Dundee City Council has claimed the move, which will mean replacing principal teachers with faculty leaders responsible for a number of different subjects, will save around £2 million each year and help drive up attainment.
However, the administration has been slammed by union leaders and opposition members after senior figures admitted they cannot say how much the new structure will cost to put in place, despite repeated pleas to make the sums publicly available.
David Baxter, Dundee branch secretary of the Educational Institute of Scotland (EIS), criticised the ruling SNP group for failing to hold a “robust debate” on faculties and warned implementation costs could lead to further education cuts next year.
He said: “We have asked repeatedly how much this is going to cost and again no one has been able to tell us.
“Faculties are deeply unpopular with secondary schools across Scotland and our concerns would largely be around the cost of delivery, the loss of jobs and an increase in workload for our members.”
Mr Baxter added: “Our big worry is that in next year’s budget we are going to have to cut more from education to pay for faculties.
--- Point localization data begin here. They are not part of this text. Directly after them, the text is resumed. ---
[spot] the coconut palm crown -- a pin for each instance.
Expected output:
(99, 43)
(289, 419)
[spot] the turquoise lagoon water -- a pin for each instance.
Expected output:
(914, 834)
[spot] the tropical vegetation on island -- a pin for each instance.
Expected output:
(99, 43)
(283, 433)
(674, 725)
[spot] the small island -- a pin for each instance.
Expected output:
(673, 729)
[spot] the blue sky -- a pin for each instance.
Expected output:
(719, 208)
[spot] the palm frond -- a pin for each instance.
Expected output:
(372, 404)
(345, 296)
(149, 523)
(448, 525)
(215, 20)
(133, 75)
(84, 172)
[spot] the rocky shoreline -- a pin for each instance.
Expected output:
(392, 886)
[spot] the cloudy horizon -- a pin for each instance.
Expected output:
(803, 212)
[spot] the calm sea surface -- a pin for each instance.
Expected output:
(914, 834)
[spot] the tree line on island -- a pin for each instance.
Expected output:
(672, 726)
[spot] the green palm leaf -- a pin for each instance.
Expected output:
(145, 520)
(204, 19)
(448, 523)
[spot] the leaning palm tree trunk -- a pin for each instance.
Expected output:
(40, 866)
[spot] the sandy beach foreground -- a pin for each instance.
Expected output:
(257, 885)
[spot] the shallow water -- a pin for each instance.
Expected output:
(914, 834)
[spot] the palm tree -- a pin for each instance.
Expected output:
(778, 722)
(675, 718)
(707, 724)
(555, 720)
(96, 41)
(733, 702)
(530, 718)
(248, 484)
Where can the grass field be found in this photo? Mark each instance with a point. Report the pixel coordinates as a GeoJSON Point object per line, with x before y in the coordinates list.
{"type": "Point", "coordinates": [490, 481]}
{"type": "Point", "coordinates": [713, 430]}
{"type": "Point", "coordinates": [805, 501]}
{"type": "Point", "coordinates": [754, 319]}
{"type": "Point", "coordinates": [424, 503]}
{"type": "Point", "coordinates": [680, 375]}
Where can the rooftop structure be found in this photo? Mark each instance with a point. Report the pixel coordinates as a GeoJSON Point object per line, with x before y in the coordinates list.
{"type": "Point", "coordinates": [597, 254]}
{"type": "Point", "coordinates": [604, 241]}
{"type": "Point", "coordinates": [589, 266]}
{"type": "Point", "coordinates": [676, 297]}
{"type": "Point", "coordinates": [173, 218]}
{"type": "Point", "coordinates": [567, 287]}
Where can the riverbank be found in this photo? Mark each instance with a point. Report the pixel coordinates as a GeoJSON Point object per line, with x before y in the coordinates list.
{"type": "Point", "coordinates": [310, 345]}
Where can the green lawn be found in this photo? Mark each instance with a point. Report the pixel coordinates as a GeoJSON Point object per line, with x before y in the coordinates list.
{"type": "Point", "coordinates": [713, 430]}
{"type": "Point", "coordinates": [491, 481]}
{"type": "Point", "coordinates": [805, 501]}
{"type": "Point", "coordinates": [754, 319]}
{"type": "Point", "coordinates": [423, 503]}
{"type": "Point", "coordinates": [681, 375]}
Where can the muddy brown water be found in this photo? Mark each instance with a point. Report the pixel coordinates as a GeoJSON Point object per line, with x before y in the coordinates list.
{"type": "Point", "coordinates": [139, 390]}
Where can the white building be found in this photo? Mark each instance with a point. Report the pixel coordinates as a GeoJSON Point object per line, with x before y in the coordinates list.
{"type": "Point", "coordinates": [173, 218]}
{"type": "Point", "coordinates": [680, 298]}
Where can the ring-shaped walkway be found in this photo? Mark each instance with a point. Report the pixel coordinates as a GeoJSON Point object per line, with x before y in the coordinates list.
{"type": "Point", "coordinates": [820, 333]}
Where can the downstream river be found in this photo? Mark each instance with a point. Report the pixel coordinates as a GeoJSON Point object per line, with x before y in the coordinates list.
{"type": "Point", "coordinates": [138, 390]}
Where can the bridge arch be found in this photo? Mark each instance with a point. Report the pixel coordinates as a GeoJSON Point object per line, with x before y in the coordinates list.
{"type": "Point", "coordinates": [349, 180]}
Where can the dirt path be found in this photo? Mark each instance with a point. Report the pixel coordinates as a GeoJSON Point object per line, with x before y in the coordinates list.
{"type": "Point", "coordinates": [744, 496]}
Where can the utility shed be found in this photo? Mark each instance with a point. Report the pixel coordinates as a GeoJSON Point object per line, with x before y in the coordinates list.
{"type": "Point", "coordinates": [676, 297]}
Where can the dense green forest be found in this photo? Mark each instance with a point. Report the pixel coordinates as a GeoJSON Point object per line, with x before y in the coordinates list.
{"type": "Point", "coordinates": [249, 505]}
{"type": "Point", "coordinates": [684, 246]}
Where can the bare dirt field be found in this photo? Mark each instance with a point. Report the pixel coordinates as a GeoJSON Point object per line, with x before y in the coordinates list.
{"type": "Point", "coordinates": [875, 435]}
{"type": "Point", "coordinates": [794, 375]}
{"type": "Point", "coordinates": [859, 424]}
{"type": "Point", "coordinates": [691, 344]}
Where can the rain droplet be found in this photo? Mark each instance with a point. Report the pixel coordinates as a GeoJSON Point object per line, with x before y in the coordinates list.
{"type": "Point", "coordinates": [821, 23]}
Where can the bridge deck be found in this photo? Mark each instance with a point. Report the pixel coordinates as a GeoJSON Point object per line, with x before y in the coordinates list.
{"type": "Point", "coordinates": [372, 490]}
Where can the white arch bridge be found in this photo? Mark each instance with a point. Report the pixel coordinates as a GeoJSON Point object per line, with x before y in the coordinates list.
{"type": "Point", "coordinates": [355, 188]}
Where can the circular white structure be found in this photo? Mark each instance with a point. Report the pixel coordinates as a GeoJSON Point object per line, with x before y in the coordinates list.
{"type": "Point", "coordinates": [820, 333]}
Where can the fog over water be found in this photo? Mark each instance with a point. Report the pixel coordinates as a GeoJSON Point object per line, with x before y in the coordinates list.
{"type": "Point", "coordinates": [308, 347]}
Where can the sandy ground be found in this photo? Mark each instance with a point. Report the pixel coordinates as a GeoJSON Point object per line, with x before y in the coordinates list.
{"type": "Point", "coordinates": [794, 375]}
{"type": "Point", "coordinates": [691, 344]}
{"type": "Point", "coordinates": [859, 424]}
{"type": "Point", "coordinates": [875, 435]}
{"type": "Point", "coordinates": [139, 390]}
If they had made the figures available upfront then at least the councillors could have given their informed consent.”
Council bosses were accused on Monday of “asset stripping a generation’s future” during a heated debate on failing education standards and cuts to school budgets and teacher numbers.
Michael Marra, Scottish Labour’s education spokesman in Dundee, insisted there was “no evidence whatsoever that management tinkering will increase attainment” and called for “more teachers in classrooms, not more managers in offices”.
“The inability of the SNP administration to answer the most basic questions about the faculties proposal is farcical,” he said.
“The administration are unable to say how much the creation of extra manager posts will cost. At a time of ever deeper SNP cuts to education budgets we know this proposal means further cuts to front-line teachers.”
Dundee City Council’s children and families services committee convener Stewart Hunter said Mr Marra did not understand “the basic premise of the proposal”, which he insisted would lead to a reduction in management posts.
He said schools were working through how faculties should operate and after this stage is complete, the council will “have a better idea of how quickly we can make the savings”, and said Mr Baxter had been made aware of this.
Mr Hunter added: “There are no costings from these plans that will require us to make any savings from next year’s budget. Mr Baxter was also advised of this previously.
“For the first time in a number of years we have seen a drop in attainment in our secondary schools.
“The Labour Party and EIS argument is that we should maintain the status quo and hope for better. That is not acceptable to me.”